The world’s population as a whole (I qualify this because there are some regions of the world that have experienced H5N1 outbreaks and survivors would be expected to have some degree of protection) does not have prior exposure to H5 nor preexisting H5-specific antibodies. However, there is more antigenic similarity between H1 (that we are regularly exposed to through infection and/or vaccination) and H5 than there is between the two hemagglutinin proteins that cocirculate each flu season in the U.S. (H1 and H3).

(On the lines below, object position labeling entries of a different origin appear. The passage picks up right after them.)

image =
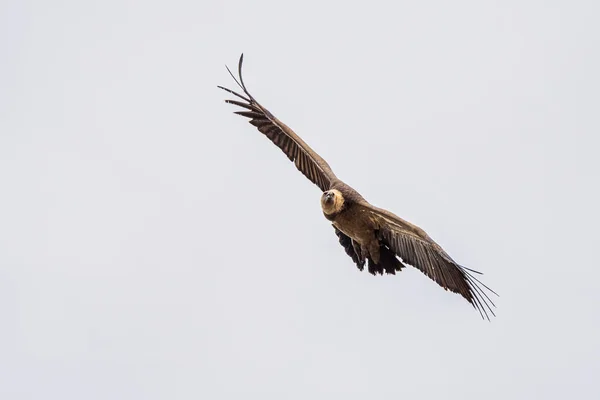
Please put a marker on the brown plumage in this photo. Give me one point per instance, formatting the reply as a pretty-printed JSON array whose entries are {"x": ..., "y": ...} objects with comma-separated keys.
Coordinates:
[{"x": 369, "y": 235}]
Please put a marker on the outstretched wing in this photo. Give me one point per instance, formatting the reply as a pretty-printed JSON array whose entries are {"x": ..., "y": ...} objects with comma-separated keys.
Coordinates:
[
  {"x": 416, "y": 248},
  {"x": 306, "y": 159},
  {"x": 346, "y": 243}
]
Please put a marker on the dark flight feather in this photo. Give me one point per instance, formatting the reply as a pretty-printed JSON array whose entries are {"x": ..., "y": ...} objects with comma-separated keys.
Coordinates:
[
  {"x": 416, "y": 248},
  {"x": 400, "y": 242},
  {"x": 306, "y": 159}
]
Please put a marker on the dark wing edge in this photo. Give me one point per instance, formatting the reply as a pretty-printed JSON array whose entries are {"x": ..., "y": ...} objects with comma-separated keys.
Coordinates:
[
  {"x": 388, "y": 262},
  {"x": 416, "y": 248},
  {"x": 346, "y": 243},
  {"x": 306, "y": 159}
]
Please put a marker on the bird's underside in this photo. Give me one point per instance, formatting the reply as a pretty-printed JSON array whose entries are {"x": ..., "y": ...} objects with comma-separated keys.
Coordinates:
[{"x": 371, "y": 236}]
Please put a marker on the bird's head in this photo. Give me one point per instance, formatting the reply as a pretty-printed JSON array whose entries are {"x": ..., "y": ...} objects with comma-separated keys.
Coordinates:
[{"x": 332, "y": 201}]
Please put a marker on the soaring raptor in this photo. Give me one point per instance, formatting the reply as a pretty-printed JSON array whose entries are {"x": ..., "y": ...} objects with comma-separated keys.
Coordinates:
[{"x": 370, "y": 235}]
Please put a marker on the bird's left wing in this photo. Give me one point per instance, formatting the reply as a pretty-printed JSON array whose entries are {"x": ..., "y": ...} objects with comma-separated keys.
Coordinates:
[
  {"x": 306, "y": 159},
  {"x": 416, "y": 248}
]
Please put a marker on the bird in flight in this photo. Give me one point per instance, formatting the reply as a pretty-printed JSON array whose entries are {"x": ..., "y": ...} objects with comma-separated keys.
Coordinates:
[{"x": 371, "y": 236}]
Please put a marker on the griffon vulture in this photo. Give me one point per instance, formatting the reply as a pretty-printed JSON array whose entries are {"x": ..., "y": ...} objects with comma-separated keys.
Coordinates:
[{"x": 369, "y": 235}]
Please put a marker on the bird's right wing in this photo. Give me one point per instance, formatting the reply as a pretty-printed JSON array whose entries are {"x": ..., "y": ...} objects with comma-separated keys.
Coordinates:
[{"x": 306, "y": 159}]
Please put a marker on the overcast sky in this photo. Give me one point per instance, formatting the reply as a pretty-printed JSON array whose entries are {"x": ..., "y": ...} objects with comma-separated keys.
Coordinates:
[{"x": 153, "y": 245}]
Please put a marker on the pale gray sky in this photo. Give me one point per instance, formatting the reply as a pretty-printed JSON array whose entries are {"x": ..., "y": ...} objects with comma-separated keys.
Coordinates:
[{"x": 155, "y": 246}]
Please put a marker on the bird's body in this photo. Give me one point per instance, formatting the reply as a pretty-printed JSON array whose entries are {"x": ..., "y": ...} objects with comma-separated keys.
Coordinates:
[{"x": 370, "y": 236}]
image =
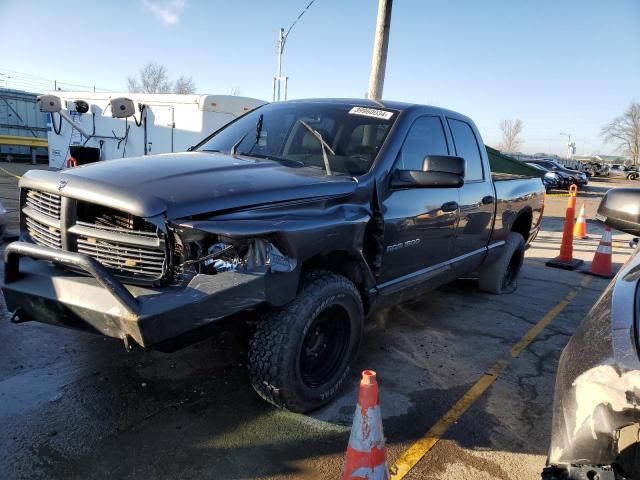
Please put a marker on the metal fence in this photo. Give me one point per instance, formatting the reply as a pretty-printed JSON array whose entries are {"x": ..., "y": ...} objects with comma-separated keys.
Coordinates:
[{"x": 20, "y": 122}]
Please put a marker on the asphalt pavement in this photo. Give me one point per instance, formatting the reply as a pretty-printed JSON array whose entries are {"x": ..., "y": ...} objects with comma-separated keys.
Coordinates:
[{"x": 78, "y": 406}]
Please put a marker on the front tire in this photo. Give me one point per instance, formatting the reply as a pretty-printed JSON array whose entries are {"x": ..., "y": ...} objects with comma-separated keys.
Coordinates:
[
  {"x": 502, "y": 275},
  {"x": 301, "y": 354}
]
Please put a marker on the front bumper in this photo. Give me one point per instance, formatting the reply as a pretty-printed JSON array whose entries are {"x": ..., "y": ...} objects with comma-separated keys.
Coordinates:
[{"x": 100, "y": 303}]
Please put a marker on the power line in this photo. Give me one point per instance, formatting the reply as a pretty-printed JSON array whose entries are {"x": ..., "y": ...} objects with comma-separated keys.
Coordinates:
[{"x": 36, "y": 81}]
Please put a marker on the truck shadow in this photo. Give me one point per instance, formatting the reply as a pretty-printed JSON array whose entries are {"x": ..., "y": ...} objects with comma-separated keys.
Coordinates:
[{"x": 193, "y": 414}]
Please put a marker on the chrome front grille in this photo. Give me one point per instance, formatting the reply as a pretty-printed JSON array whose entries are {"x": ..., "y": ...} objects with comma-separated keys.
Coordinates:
[
  {"x": 43, "y": 234},
  {"x": 122, "y": 258},
  {"x": 43, "y": 202},
  {"x": 125, "y": 244}
]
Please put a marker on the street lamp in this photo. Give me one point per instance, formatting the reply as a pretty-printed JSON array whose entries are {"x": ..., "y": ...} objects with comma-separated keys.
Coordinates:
[{"x": 282, "y": 39}]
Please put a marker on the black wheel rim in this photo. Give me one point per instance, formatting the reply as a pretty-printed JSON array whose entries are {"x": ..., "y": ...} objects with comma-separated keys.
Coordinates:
[
  {"x": 513, "y": 269},
  {"x": 325, "y": 346}
]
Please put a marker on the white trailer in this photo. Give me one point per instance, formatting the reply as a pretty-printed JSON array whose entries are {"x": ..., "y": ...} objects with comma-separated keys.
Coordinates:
[{"x": 162, "y": 123}]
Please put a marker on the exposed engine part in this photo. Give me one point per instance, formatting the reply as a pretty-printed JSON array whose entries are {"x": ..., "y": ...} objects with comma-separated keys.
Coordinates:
[
  {"x": 221, "y": 262},
  {"x": 255, "y": 256},
  {"x": 265, "y": 255}
]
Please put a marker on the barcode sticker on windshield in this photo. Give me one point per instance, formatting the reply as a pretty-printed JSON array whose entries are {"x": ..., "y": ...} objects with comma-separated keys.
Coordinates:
[{"x": 371, "y": 112}]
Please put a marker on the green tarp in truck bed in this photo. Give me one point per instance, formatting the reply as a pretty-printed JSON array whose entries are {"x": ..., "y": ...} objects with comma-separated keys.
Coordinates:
[{"x": 501, "y": 163}]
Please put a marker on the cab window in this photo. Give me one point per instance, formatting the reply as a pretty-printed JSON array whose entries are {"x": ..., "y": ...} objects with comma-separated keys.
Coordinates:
[
  {"x": 467, "y": 147},
  {"x": 426, "y": 137}
]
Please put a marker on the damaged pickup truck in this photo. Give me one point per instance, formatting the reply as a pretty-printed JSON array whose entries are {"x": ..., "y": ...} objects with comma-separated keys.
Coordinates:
[
  {"x": 596, "y": 410},
  {"x": 308, "y": 214}
]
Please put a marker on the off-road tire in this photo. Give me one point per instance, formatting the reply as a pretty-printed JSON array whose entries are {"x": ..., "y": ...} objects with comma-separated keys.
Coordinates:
[
  {"x": 501, "y": 276},
  {"x": 275, "y": 348}
]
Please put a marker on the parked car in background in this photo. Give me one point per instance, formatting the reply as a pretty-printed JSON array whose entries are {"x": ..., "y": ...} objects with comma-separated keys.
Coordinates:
[
  {"x": 623, "y": 171},
  {"x": 551, "y": 180},
  {"x": 576, "y": 177},
  {"x": 595, "y": 169},
  {"x": 596, "y": 417},
  {"x": 562, "y": 179}
]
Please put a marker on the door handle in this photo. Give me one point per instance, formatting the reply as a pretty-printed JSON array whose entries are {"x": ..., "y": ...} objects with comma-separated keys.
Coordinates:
[{"x": 449, "y": 207}]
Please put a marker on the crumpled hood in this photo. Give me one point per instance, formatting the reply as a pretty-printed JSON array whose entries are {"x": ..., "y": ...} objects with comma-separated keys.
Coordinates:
[{"x": 186, "y": 184}]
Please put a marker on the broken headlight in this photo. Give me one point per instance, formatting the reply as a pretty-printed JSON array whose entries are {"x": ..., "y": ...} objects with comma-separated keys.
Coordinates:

The neuraminidase (N) protein is also capable of stimulating an immune response and the production of neutralizing antibodies. While this study did not confirm this, perhaps because neither Spain nor the U.S. were as strongly impacted by the 2009 H1N1 pandemic as other countries, some have postulated that people who were infected with that pandemic virus, and perhaps those who were vaccinated with the 2009 pandemic virus, may have greater cross-reactive protection from antibodies specific to the N1 protein, and this may explain why we generally see more severe disease in younger people compared with older individuals. While neither the U.S. nor Spain were hard hit by the 2009 pandemic (thus, any cross protection that may exist may not exist in the majority of Americans), the U.S. did have more infections than Spain, and therefore, while protective antibodies were not detected among this Spanish population, it is possible that some Americans might have these. The N protein antigen is minimal in the inactivated vaccines, and thus N1-specific antibodies may not be significantly recalled after vaccination, however, it is possible that the live, attenuated nasal vaccines, which have been shown to induce stronger cell-mediated responses to N proteins, could be an option and this is worth studying to determine whether an increase in protection might be obtained from these vaccines in the short-term to help protect the population until more specific vaccines can be produced and distributed.
In the meantime, we need to continue research in this area. One exciting possibility is a “pan” influenza vaccine in early clinical trials that could include all the known hemagglutinin antigens of avian and human influenza viruses that might give us even better protection until a specific targeted vaccine could be produced and distributed.